Ten years ago, Stephen Hawking told Last Week Tonight’s John Oliver a chilling but memorable fictional story about the potential dangers of AI. The gist is that a group of scientists builds a superintelligent computer and asks it, “Is there a God?” The computer replies, “I have it now,” and lightning strikes the plug, preventing it from shutting down. I hope that doesn’t happen with OpenAI and the evidence lost in the New York Times plagiarism lawsuit.
Wired reports that a court statement filed by The New York Times on Wednesday says that OpenAI engineers accidentally erased evidence of the AI’s training data, which took a long time to examine and edit. That’s what it means. OpenAI recovered some of the data, but the “original filenames and folder structure” indicating when the AI copied the article into the model is still missing.
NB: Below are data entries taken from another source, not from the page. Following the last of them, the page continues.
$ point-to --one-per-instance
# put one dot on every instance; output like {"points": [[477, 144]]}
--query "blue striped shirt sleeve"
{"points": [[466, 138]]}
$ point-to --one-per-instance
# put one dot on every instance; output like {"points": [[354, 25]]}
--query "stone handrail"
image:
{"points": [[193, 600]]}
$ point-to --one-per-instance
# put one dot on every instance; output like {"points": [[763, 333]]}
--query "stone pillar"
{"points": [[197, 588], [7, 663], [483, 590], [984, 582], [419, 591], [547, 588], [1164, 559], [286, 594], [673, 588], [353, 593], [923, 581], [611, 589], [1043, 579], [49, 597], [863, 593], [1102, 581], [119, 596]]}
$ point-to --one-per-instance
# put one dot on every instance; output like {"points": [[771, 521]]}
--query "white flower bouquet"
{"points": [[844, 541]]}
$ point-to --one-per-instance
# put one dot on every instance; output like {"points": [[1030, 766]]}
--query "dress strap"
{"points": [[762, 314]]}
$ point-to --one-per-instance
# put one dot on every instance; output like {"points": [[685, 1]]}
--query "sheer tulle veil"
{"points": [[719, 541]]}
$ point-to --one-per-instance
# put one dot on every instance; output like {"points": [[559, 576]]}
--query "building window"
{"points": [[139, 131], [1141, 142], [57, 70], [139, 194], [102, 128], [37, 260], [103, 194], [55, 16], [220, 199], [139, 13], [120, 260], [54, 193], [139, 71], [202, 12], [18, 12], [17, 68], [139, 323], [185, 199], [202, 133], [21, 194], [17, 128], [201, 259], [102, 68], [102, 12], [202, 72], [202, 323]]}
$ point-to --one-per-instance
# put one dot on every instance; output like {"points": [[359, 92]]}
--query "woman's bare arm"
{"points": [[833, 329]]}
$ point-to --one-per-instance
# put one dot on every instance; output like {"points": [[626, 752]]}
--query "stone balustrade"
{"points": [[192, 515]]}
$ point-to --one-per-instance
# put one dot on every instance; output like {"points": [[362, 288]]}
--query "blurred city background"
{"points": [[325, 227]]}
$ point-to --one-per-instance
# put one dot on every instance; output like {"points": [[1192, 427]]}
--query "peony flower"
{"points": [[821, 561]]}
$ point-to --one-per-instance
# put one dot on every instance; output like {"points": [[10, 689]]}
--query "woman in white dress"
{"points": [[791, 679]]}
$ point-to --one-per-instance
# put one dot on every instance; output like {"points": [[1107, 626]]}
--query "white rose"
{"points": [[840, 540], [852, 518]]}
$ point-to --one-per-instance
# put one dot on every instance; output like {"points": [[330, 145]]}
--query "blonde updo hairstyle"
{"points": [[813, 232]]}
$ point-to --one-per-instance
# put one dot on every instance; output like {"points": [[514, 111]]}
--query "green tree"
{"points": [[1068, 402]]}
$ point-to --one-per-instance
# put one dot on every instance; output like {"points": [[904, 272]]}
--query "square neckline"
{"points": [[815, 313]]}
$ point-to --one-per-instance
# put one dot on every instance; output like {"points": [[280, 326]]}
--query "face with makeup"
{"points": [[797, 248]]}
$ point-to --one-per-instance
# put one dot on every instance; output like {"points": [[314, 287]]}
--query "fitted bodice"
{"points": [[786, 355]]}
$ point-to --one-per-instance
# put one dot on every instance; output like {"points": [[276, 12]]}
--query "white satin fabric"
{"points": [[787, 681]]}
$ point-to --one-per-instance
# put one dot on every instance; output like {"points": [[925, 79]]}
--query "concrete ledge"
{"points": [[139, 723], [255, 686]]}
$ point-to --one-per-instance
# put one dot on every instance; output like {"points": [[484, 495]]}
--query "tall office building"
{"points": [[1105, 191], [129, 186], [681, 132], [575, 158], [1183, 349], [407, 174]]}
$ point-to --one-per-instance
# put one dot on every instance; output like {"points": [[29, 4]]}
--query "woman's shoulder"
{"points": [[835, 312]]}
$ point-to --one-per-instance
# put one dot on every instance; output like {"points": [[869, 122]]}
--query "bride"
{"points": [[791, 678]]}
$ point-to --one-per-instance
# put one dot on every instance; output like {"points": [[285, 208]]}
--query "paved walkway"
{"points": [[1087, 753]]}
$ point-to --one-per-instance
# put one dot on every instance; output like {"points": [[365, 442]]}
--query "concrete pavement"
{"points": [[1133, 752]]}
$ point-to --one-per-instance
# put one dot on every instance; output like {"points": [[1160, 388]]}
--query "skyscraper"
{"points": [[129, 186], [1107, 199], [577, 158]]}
OpenAI spokesperson Jason Dutrom disagreed with the NYT’s claims and said the company would “submit a response soon.” The Times has been in a battle with Microsoft and OpenAI since December over alleged copyright infringement by the companies’ AI models.
The case is still in the discovery phase, where both sides are requesting and submitting evidence to move the case forward to trial. OpenAI had to hand over training data to the Times, but it has not made public the exact information it used to build its AI modes.
Instead, OpenAI created a “sandbox” of two virtual machines for the NYT’s legal team to investigate. The NYT’s legal team spent more than 150 hours reviewing the data on one machine before it was deleted. OpenAI acknowledged the deletion, but its legal team called it a “glitch.” OpenAI engineers attempted to correct the mistake, but the NYT’s work was missing from the recovered data. This essentially forced the NYT to rebuild everything from scratch. A lawyer for the NYT said there was no reason to believe the deletion was intentional.